Even if, against all possible odds, the music from this new Kanye West onslaught turns out to be amazing, it won’t be the silver lining to this whole grueling story. The silver lining will be that it’s now blindingly, gallingly obvious that it was always foolish to place any faith whatsoever in celebrities like Kanye West. We can’t trust this guy. We never could.

FURIOUS FIVE

1. 03 Greedo – “Wake Me Up In Traffic” (Feat. Drakeo The Ruler & Fenix)
03 Greedo is one of the most inventive and exciting rappers currently working, and he’s also the maker of one of the best rap albums of this year so far. He was just sentenced to 20 years in prison for possession of methamphetamine and a gun. This is infinitely shittier news than the stuff about a rich, aging, declining rapper messily embracing Trumpism, and yet I haven’t had the mental bandwidth to even begin processing it. Greedo is on a rare, dizzy creative run, and now he will spend his entire prime locked up. And now the chirpy, woozy blues of his music has even more pathos working for it.

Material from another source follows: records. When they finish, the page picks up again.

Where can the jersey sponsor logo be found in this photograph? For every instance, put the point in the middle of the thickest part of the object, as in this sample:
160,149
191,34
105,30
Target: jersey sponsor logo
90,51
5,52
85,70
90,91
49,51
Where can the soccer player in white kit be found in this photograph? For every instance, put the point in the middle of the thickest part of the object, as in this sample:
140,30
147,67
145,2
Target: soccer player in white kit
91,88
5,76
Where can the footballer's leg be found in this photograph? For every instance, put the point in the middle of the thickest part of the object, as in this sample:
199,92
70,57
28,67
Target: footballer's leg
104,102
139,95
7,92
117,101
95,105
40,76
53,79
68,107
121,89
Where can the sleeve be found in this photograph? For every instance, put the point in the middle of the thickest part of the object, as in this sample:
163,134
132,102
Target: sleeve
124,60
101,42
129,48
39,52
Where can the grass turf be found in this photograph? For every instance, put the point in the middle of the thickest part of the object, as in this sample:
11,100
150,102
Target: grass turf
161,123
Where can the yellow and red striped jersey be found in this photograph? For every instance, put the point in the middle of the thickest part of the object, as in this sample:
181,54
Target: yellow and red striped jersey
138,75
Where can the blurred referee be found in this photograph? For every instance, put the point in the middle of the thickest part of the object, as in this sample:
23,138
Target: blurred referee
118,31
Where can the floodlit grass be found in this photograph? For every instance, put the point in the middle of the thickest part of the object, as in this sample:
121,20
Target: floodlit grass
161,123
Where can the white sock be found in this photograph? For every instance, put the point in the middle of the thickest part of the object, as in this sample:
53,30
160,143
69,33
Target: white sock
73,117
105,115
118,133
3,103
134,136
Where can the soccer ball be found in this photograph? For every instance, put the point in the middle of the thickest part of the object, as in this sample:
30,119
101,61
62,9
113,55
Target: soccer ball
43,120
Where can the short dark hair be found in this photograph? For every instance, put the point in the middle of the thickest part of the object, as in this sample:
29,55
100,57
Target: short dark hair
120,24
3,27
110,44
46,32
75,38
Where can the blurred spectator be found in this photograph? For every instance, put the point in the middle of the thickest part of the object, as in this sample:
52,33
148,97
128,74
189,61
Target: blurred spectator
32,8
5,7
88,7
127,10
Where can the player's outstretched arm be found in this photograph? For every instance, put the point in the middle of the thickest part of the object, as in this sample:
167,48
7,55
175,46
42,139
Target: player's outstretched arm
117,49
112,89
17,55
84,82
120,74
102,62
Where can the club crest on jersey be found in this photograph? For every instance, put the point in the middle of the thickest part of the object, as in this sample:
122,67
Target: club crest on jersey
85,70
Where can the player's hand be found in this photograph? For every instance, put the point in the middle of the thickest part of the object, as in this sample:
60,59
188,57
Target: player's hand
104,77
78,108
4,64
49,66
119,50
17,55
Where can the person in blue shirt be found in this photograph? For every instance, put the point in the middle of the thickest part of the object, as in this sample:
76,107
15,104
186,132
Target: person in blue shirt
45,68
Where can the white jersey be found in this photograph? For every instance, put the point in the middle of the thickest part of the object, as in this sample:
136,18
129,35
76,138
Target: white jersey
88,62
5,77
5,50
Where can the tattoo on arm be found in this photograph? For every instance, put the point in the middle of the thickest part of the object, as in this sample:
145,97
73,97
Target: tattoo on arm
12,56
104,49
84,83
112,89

2. Fmb Dz – “Yesterday” (Feat. Sada Baby)
Sada Baby, the Detroit livewire with the big beard and the potbelly and the evil-gremlin voice, is one of the most exciting new rappers to come along in a long time, and this burst of freewheeling Bay-style energy is something I need in my life right now.

3. Philthy Rich – “Right Now (Remix)” (Feat. E-40, Too Short, & Ziggy)
Outside of maybe country and jazz, no genre of music respects its elders the way Bay Area rap does. E-40 justifies this, every time. It’s always dazzling.

4. Young Thug – “Ooou”
You’d think that Young Thug’s miasmic gurgles would be old by now. You’d be wrong.

5. Tee Grizzley – “2 Vaults” (Feat. Lil Yachty)
You wouldn’t necessarily expect these two to have much on-record chemistry, but then you hear “From The D To The A,” and they you hear this, and then you have to admit that you just don’t know shit about shit.